Waste Management Woes
by Preston Hall | Feb 7, 2018 | Case Studies

“What is the best method for thorough cleaning out of the sewer holding tank? Maybe like a pump or a back-wash system or an inside flush system?”
– Darryl, Albuquerque, NM

“Darryl, if I had to pick just one area where I feel RV manufacturers have let us down, I would have to pick the waste management system.We can all agree that waste management is probably the least appealing aspect of the RVing lifestyle. But to enjoy the total freedom RVs give us, it is something we must endure.”

“Thankfully, many RV coach builders have just about mastered the waste containment part by going to full-flow 3-inch outlets on all tanks, including the gray tank, improving the venting, adding better, non-invasive, monitoring systems and installing electric termination valves at the container outlet instead of a manual valve at the end of a long drain pipe. These additions to waste systems have generally made containment and evacuation easier and much safer. And safety is the key when it comes to the health and well-being of RVers! Just ponder the many bacteria, viruses and other disease-carrying critters that must thrive within the holding tanks and termination assemblies of our coaches. But, a serious problem lies between the termination assembly on your rig and the inlet to the dump station or sewer connection at the campground. That gray area (no pun intended), is not governed by any standard! Both entities, the RV manufacturer and the campground, leave that totally up to the discretion of the RV owner. Think about it, that portion of waste transfer, the most vulnerable to spillage, leakage, contamination, and disease, is left to the end user; in many cases, a novice RVer with little or no experience in the correct methods of evacuation and transfer.”

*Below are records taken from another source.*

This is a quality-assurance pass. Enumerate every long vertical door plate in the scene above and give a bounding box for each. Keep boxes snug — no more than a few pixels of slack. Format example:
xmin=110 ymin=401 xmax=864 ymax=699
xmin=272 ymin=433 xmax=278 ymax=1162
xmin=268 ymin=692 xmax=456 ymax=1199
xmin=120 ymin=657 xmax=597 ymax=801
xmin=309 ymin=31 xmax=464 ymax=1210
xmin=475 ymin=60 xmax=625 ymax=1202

“I’m also a firm believer in allowing both holding tanks to be filled to above 3/4 full before emptying; the fuller, the better. The more force you have behind the evacuation, the less chance you’ll have of leaving contents behind. Any residual build-up in the bottom of any holding tank will eventually grow to become a blockage. You’ll notice I said “both” holding tanks above. Many RVers are instructed to leave open the termination valve for the gray tank and simply let it drain continually while connected to the campsite sewer inlet. This practice will leave behind a residue that will dry out and lead to odors and possible blockages. That’s right; holding tank odors can emanate from the gray tank as well as the solid waste tank. Fill them both and then evacuate when near full. Additionally, leaving the gray tank valve open all the time disrupts the sewer venting balance within the campground sewer system itself.”

“Ever notice a waste odor while strolling through the campground? With open gray valves, the campground now has multiple vents (individual motorhomes) spewing odors closer to the ground via the gray vents on the RV. It’s common practice to dump the black tank first, then the gray tank in order to help rinse the solids out of the termination piping and sewer hose. Continue to do this. I also recommend, where practical, to flush each tank with lots of clean fresh water to help rinse away any particles left over after evacuating. You cannot use too much fresh water in this step.”

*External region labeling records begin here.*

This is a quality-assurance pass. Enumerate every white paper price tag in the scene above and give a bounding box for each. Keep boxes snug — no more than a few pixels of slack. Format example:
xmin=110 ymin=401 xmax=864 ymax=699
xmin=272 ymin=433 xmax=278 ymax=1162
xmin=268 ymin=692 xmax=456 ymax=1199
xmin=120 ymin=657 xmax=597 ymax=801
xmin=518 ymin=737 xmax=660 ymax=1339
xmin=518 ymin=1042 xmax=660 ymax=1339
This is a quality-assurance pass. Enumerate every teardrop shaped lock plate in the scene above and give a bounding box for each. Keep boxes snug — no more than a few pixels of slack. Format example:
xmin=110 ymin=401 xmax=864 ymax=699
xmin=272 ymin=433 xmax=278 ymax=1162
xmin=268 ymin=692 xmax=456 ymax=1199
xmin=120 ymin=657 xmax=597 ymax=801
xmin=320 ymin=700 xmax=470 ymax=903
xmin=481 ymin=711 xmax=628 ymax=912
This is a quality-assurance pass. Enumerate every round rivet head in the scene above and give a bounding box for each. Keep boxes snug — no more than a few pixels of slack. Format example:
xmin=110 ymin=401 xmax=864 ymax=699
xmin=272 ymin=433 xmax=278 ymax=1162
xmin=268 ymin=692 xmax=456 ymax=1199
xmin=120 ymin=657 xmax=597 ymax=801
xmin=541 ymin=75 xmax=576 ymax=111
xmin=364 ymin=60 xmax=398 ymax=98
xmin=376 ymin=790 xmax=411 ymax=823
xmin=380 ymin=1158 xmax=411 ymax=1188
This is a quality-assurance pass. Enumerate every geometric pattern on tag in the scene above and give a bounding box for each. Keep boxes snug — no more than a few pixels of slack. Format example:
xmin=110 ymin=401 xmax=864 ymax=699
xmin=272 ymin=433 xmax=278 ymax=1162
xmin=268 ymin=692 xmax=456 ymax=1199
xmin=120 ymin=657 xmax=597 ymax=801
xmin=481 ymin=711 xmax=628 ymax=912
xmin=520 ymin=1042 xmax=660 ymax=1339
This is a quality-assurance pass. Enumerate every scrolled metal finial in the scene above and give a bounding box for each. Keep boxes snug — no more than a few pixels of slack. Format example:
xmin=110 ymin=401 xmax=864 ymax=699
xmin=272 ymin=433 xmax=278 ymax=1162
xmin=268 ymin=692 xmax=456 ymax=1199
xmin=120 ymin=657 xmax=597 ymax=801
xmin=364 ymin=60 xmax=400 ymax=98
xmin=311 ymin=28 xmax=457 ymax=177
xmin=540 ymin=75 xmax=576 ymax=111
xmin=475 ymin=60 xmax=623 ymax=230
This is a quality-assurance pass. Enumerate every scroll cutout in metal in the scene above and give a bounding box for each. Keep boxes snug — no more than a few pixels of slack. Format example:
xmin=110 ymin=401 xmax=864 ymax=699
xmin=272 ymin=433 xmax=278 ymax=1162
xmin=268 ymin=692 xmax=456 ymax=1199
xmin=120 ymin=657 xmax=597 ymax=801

“My final recommendation is one you’ll have to sub out. Locate a dealer offering the cleaning services of All Pro Water Flow. This company employs high-pressure hydronics (500 – 3,000 PSI) for cleaning the entire interior of each holding tank. Macerators and pumps may allow holding tanks to be evacuated faster while RVing, but the results will not likely be cleaner or more thorough than liberal amounts of high-pressure water spraying the entire interior surface of each tank once or twice a year (depending on use). For those holding tanks with internal monitor probes, this process will eliminate those erratic tank readings also! Randall, this service will eliminate your current condition.